Later they had dinner at the type of restaurant befitting a birthday celebration. Ginny said, “I do hope your cousin wasn’t at all put out—your cousin seventeen times removed—but then of course it’s not as though she were actually the cook, is it?”

Simon accorded this his full consideration.

“I imagine Mr Butcher will be
quite
put out and it isn’t as though he were actually the cook, either.”

“My God! Are you
wanting
to bring back my indigestion?”

The state of their finances was certainly no topic for a gourmet meal. They hadn’t found a house to match the one in Lee Green and about a month before had finally decided to postpone the whole project and to take a furnished flat in Muswell Hill, where they had been lucky enough to discover a landlady sympathetic to babies. So for the time being Simon continued unambitiously in menswear—unambitiously, though not without some pleasure. Already there were customers who returned to him regularly because he gave, as one ex-colonel put it, “the sort of service, young feller, that these days one very seldom comes across!” (Simon laughed at this but still he treasured it.)

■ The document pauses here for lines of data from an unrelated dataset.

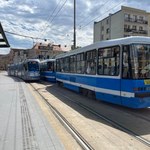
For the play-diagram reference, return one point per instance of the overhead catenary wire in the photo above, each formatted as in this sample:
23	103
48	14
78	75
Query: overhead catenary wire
49	17
25	36
99	16
56	15
95	10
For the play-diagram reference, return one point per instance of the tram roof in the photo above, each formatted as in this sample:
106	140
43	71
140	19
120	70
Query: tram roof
29	60
3	40
108	43
47	60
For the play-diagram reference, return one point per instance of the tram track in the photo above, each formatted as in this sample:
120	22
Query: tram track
110	121
103	117
78	137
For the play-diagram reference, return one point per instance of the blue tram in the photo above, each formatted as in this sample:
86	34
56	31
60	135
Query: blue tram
47	70
28	70
115	71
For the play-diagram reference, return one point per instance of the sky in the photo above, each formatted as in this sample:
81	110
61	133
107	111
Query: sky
37	20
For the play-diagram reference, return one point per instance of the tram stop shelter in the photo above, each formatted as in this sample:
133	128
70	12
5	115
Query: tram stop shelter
3	40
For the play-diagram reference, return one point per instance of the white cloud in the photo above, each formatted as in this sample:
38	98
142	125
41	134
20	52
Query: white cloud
26	8
35	18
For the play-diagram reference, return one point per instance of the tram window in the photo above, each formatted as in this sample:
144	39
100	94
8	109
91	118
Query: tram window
50	66
80	63
58	67
91	62
108	61
125	70
73	64
66	64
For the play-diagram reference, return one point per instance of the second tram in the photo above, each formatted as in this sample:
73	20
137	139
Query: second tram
47	70
115	71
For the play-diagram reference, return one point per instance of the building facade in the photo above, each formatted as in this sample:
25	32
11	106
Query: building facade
126	22
45	51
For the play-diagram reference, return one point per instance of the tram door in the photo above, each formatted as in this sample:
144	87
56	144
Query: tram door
125	75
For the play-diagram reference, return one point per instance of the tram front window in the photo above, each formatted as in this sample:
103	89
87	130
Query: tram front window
33	66
140	61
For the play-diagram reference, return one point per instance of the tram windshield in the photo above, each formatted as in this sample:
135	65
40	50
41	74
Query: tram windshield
138	63
33	66
50	66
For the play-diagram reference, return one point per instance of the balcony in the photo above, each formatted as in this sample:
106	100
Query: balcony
135	31
136	20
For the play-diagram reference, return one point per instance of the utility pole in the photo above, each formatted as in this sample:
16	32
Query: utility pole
74	39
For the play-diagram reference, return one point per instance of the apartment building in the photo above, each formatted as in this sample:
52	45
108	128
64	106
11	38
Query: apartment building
126	22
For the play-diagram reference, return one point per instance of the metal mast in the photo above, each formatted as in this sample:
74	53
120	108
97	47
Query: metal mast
74	39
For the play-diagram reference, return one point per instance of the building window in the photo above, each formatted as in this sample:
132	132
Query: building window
127	16
140	28
141	18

“It’s been such a nice day,” said Ginny, as they lingered over coffee and liqueur. “Although I’m sorry for your sake that it couldn’t have been a little more exciting.”

“It’s been perfect.”

“No, not for you, not as exciting as your first married-life birthday ought to have been. Not as exciting as mine was. But in other years your timing may be better.”

“You’re very
young
,” he told her. “All this emphasis on excitement! Of course, it may not have been a day to compete with that other, that idyllic one, whose magic now lies way beyond recall. I realize that.”

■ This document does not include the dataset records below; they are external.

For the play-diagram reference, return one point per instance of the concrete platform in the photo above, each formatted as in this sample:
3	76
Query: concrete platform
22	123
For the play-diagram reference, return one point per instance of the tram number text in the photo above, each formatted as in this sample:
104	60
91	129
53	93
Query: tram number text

“Not way beyond recall. Earlier you said recapture. I can remember very well for instance you ate nearly all the picnic and I thought oh dear he’s not as much in love as I am.”

“At that point you didn’t know I was in love at all.”

“I hoped.”

“I know we talked about the moon landing.”

“And I said you ought to be a vicar.”

“You
didn’t
? Why on earth should you have said anything so extraordinary?”

“I can’t remember. But it was less than a year ago. I think you must have blocked it out.”